There was finally bipartisan agreement over one aspect of the Affordable Care Act on Thursday, when lawmakers from both parties on the House Energy and Commerce Committee attacked two executives from the contractors responsible for building healthcare.gov over the website’s snafus. In a political ritual almost as old as and deeply reminiscent of the human sacrifices practiced by the Maya, Cheryl Campbell, a senior vice president at CGI Federal, which was the lead contractor on federal health exchange and its website as well as Andrew Slavitt of Quality Software Services Inc, a subdivision of United Healthcare, were berated by lawmakers from both parties.
Congressmen didn’t just berate the contractors for incompetence, they also used them to score political points. When Democrats like Maryland Congressman John Sarbanes asked if the website failures had any connection to the underlying law, the contractors said no. Several Republican congressmen pressed the contractors on whether, if they were President Obama, they would have let healthcare.gov launch. Needless to say, the executives under question declined to put themselves in the President’s shoes.
There were plenty of partisan fireworks, too. After Rep. Joe Barton (R-TX) claimed that part of the source code in the website violated federal health privacy laws under HIPAA, he provoked the ire of Rep. Frank Pallone (D-NJ). Pallone thought that Barton’s question turned it into “monkey court,” arguing that since health information isn’t needed to enroll—as pre-existing conditions are irrelevant under Obamacare—HIPAA doesn’t apply.

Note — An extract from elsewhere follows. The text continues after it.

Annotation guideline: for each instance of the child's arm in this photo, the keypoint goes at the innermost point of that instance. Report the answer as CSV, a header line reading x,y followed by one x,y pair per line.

But while the congressmen squabbled amongst themselves and berated the witnesses, this all felt like prelude. After all, contractors are easy targets and the failures of the federal exchange’s website are self-evident. The main event will be on October 30, when Kathleen Sebelius, the Secretary of Health and Human Services, testifies before the committee. Sebelius has already faced calls from a number of GOP lawmakers to resign. Her testimony may not be another “monkey court,” but it almost certainly will be a media circus.